Le Conseil d’État précise les conditions d’exercice du droit de préemption commercial : la décision de préemption doit démontrer la réalité d’un projet répondant aux objectifs de l’article L. 300-1 du Code de l’urbanisme.
En l’espèce, une commune exerce le droit de préemption commercial prévu à l’article L. 214-1 du Code de l’urbanisme sur une cession du droit au bail consentie par une auto-école au profit d’une société qui exploite un commerce de boucherie attenant qu’elle souhaite agrandir.
L’acquéreur évincé saisit le juge des référés du tribunal administratif d’une demande de suspension de l’exécution de ladite décision de préemption. Le juge des référés ayant rejeté cette demande, l’acquéreur évincé se pourvoit en cassation contre l’ordonnance n° 2208879 du 19 décembre 2022.
Par une décision du 15 décembre 2023, le Conseil d’État précise les conditions d’exercice du droit de préemption commercial en se fondant sur les articles L. 214-1 et L. 210-1 du Code de l’urbanisme.
Il rappelle, d’une part, qu’en vertu de l’article L. 214-1 du Code de l’urbanisme, le conseil municipal peut, par délibération motivée, délimiter un périmètre de sauvegarde du commerce et de l’artisanat de proximité, à l’intérieur duquel sont soumises au droit de préemption les aliénations à titre onéreux de fonds artisanaux, de fonds de commerce ou de baux commerciaux.
Et, d’autre part, qu’en vertu de l’article L. 210-1, les droits de préemption institués dans le Titre 1er du Livre II du Code de l’urbanisme – parmi lesquels figure le droit de préemption commercial – doivent être exercés en vue de la réalisation, dans l’intérêt général, des actions ou opérations répondant aux objets définis à l’article L. 300-1 du Code de l’urbanisme.
Ainsi, en se fondant notamment sur une décision du 7 mars 2008, Commune de Meung-sur-Loire rendue en matière de droit de préemption urbain au visa de l’article L. 210-1 du Code de l’urbanisme, le Conseil d’État précise que les collectivités titulaires du droit de préemption peuvent légalement exercer ce droit, d’une part, si elles justifient, à la date à laquelle elles l’exercent, de la réalité d’un projet d’action ou d’opération d’aménagement répondant aux objets mentionnés à l’article L. 300-1 du Code de l’urbanisme, alors même que les caractéristiques précises de ce projet n’auraient pas été définies à cette date, et, d’autre part, si elles font apparaître la nature de ce projet dans la décision de préemption.

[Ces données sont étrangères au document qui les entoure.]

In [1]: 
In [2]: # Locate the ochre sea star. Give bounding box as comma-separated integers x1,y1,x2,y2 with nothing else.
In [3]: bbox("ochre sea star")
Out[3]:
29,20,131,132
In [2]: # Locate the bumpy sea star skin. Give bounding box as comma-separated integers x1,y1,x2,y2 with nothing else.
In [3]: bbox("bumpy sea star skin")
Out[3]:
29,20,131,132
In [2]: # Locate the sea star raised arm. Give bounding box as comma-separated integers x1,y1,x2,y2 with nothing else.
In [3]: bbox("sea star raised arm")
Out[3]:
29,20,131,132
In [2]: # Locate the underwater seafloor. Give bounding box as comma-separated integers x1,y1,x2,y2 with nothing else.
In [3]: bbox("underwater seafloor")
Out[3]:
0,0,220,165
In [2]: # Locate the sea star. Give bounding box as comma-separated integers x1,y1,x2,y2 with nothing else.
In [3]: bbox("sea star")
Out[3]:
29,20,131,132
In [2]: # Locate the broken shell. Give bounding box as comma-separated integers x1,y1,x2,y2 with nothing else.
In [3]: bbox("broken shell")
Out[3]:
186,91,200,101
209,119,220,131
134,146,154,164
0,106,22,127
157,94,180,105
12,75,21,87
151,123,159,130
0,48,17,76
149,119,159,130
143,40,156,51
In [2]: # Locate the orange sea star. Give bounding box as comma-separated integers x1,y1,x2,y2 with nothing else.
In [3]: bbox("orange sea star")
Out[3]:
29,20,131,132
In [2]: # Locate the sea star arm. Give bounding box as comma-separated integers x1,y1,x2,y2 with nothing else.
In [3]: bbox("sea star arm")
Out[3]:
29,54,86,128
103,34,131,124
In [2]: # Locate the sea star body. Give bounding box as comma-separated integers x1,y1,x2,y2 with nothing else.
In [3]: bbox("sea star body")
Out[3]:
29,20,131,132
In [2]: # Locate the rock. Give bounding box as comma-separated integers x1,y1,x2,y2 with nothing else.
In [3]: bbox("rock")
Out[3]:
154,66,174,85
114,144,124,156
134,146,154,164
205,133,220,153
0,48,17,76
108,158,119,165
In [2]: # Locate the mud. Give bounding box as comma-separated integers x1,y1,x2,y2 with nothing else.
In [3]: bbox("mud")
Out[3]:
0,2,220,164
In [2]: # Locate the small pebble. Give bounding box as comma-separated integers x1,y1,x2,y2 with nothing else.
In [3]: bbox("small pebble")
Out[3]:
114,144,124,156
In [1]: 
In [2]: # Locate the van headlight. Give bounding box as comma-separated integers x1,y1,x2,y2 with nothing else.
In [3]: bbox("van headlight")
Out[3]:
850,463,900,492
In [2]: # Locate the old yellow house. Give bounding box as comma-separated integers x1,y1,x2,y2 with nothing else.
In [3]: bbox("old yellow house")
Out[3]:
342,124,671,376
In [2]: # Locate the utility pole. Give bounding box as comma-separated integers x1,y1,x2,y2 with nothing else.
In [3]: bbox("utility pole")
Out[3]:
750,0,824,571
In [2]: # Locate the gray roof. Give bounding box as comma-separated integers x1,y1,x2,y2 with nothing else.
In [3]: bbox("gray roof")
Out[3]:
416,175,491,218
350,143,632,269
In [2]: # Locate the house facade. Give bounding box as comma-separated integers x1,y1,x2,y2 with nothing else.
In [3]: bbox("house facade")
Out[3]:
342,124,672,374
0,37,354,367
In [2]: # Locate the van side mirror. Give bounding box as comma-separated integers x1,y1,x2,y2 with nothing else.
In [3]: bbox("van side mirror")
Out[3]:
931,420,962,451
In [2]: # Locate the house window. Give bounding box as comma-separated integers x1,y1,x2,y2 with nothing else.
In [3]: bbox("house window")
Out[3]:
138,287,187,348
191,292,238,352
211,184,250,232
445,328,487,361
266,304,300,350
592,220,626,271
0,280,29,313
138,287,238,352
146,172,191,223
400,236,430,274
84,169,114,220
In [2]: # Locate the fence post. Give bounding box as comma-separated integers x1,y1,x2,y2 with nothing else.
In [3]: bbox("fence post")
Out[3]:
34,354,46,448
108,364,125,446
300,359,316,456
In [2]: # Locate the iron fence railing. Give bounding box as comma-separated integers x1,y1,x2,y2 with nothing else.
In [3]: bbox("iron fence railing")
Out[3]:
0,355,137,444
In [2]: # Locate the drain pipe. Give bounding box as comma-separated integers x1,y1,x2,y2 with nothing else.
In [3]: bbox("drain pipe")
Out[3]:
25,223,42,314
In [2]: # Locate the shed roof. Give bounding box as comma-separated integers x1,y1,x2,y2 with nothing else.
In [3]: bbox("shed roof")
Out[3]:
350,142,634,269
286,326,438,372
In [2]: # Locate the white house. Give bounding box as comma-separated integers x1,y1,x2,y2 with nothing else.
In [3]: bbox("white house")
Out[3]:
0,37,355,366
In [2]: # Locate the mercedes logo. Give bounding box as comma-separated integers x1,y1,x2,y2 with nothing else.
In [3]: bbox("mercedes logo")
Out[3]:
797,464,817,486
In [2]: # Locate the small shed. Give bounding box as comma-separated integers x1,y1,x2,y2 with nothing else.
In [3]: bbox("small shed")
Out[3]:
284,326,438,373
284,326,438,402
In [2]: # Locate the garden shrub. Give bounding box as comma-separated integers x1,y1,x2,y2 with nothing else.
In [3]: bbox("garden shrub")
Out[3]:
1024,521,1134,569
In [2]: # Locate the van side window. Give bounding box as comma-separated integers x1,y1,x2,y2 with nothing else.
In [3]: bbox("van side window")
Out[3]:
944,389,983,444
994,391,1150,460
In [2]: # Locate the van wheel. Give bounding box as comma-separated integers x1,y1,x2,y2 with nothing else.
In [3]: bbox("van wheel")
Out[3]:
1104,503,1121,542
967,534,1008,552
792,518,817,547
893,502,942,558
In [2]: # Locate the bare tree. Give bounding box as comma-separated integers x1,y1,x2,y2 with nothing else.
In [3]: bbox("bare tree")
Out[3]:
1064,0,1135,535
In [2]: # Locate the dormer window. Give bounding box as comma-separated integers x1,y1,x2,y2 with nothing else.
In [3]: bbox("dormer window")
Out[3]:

Jugeant qu’en l’espèce la décision de préemption attaquée ne justifiait pas de la réalité d’un projet puisqu’elle :
- se bornait à viser la délibération instituant le périmètre de sauvegarde du commerce en précisant que l’extension d’un commerce déjà existant irait à l’encontre de l’objectif de diversité commerciale défini dans ledit périmètre et
- n’apportait de précision quant à la nature du projet poursuivi.
Le Conseil d’État prononce l’annulation de l’ordonnance du 19 décembre 2022, faisant droit au pourvoi de l’acquéreur évincé.